Problem description: you write a library which contains some algorithms/tasks which can take a long time to finish, for various reasons: computational, file system, network communication etc. You want to be able to:
- Send some progress information about the task (progress, activity logging etc.)
- Have a way to abort the task before completion if some external signal or property has been set.
I've implemented a framework for this, but this requires that all such tasks have to reference an assembly which contains this framework.
My question: is there an already built-in mechanism in .NET framework (3.5 or below) for the problem described above?
I know I could use events, but this would mean long running tasks would have to expose such events, which I think is an overhead. Ideally I want to have a framework which hides away multithreading issues and is dependency-injection friendly, but would not depend on an additional custom assembly and would not pollute the original interface.
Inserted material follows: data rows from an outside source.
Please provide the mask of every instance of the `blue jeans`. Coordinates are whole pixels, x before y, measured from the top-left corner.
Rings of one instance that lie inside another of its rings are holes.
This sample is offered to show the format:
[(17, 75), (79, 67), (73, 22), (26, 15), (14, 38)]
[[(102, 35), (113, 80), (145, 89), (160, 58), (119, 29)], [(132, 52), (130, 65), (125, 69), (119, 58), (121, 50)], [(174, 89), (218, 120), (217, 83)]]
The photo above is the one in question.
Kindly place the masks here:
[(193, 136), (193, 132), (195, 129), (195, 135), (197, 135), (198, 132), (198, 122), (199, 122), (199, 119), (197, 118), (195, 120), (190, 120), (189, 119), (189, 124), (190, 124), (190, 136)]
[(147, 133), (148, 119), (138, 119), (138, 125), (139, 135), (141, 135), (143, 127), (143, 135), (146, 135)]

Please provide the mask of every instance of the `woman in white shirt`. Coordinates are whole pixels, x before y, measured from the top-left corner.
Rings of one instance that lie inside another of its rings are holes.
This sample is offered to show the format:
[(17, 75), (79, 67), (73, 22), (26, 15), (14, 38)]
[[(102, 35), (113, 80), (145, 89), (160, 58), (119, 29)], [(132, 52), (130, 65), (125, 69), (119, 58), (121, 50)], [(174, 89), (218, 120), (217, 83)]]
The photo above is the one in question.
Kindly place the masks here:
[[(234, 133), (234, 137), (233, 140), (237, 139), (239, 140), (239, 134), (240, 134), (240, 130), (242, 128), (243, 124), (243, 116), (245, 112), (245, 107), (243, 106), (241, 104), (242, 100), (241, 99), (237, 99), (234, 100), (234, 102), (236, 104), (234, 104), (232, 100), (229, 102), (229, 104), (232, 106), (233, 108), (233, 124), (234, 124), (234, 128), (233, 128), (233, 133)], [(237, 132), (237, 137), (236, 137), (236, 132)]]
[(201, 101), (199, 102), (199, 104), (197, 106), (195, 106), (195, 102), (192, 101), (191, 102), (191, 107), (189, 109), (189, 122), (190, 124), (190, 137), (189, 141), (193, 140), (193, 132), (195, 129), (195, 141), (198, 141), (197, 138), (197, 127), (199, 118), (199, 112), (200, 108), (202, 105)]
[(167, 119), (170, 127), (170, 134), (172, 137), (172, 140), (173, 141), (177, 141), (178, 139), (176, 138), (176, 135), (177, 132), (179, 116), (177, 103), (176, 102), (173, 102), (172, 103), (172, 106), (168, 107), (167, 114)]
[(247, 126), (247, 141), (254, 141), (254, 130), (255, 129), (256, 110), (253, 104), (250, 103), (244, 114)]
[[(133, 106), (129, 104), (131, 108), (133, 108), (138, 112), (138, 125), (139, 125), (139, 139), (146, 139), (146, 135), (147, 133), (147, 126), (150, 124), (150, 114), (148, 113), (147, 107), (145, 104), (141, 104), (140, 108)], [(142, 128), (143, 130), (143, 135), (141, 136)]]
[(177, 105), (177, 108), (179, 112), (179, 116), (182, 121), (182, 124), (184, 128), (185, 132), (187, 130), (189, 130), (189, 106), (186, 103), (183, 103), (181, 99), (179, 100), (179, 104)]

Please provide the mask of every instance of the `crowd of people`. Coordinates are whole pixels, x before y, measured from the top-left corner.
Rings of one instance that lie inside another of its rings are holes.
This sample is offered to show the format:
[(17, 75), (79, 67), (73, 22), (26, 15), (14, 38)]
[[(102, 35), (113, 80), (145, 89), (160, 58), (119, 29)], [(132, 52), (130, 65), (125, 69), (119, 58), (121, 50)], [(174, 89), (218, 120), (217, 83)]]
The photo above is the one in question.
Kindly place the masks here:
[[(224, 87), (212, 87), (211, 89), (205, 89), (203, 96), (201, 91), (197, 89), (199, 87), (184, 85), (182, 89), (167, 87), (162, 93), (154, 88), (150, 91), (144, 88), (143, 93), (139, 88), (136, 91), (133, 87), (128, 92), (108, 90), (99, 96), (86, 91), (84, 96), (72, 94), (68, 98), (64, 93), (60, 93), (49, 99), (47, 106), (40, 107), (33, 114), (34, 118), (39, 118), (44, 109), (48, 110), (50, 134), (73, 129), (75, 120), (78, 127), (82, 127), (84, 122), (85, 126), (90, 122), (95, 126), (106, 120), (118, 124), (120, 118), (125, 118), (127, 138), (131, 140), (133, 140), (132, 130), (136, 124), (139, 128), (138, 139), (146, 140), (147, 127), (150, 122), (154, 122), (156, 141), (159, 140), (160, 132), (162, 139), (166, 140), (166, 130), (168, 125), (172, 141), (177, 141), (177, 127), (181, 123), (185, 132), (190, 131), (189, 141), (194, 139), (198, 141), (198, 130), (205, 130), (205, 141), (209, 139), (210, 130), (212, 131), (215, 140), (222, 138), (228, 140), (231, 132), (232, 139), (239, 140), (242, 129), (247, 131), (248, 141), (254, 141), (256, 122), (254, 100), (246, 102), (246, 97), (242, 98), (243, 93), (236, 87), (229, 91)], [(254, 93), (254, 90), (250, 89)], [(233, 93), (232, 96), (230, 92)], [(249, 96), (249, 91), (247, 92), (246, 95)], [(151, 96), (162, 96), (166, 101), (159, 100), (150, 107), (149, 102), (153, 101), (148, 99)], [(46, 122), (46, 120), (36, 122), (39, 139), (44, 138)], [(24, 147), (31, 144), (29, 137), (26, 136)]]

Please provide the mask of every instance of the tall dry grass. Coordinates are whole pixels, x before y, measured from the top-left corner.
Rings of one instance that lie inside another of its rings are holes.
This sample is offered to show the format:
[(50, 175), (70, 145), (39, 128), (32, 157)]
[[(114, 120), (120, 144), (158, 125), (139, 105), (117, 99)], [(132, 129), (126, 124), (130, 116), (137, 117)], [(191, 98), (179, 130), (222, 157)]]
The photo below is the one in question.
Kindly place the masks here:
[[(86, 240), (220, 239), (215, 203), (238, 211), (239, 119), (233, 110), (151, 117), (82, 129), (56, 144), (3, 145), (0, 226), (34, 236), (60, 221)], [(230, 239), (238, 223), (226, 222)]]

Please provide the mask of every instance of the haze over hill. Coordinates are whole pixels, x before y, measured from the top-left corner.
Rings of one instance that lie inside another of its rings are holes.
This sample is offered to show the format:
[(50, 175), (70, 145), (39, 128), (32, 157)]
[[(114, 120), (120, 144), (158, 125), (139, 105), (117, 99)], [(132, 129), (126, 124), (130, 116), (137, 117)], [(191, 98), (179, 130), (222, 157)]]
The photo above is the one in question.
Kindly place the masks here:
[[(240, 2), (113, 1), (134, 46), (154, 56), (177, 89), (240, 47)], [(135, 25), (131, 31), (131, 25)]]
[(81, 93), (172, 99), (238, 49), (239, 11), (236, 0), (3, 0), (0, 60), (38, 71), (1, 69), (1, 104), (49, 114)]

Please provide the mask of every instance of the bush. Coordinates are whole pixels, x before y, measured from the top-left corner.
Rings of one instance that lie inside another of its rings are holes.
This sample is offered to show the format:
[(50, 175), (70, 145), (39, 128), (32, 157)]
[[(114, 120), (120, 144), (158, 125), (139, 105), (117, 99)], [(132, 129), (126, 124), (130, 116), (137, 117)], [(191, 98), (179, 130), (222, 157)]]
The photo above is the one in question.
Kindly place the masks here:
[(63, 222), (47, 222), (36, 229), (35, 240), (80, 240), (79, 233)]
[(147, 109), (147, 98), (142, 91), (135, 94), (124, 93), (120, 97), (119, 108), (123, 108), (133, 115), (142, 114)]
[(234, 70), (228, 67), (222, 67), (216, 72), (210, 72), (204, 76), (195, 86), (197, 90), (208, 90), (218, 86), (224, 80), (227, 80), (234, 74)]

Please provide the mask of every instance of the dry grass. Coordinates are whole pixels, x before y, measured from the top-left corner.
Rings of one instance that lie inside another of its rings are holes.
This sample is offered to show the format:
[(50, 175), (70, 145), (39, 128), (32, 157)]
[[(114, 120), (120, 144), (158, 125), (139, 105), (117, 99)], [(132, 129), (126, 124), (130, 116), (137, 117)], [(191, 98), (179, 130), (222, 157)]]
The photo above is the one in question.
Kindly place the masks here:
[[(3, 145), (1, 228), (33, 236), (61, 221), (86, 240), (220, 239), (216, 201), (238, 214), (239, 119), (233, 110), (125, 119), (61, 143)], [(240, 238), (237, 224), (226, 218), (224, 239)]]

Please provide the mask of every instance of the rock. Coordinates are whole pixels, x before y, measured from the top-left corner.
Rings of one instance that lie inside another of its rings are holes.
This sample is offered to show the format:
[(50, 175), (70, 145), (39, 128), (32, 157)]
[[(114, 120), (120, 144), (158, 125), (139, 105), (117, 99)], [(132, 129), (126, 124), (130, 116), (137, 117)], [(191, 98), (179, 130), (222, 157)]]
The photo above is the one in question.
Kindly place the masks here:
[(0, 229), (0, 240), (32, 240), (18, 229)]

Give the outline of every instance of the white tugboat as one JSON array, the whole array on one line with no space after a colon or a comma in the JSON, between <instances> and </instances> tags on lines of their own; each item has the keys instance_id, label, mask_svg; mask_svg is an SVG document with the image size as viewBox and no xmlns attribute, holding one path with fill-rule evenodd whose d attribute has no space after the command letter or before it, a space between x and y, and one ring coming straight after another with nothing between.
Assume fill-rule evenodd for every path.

I hope I described the problem well enough. If not, I can post some samples of the interfaces from my own framework.
UPDATE: OK, I think my problem description needs a bit of clarification :). When I say "long-running", I don't mean "long" in the workflow-sense. I'm working on a WinForms mapping app which does all sorts of stuff, like generating relief contours. To do this, it first has to download the elevation data files from a FTP server, unzip them and then perform some calculations. I wrote the code for this a long time ago, but in order to make it more GUI-friendly, I have to retro-fit various checks - for example, detecting that the user has clicked on the Abort button and stop the process.
So basically my concern is: how to write a code that can later (if ever) be used in a GUI environment, where you cannot simply run everything in the main GUI thread and freeze the whole application. The challenge is to find a way to make your code suitable for GUI purposes without tying it to a particular GUI platform.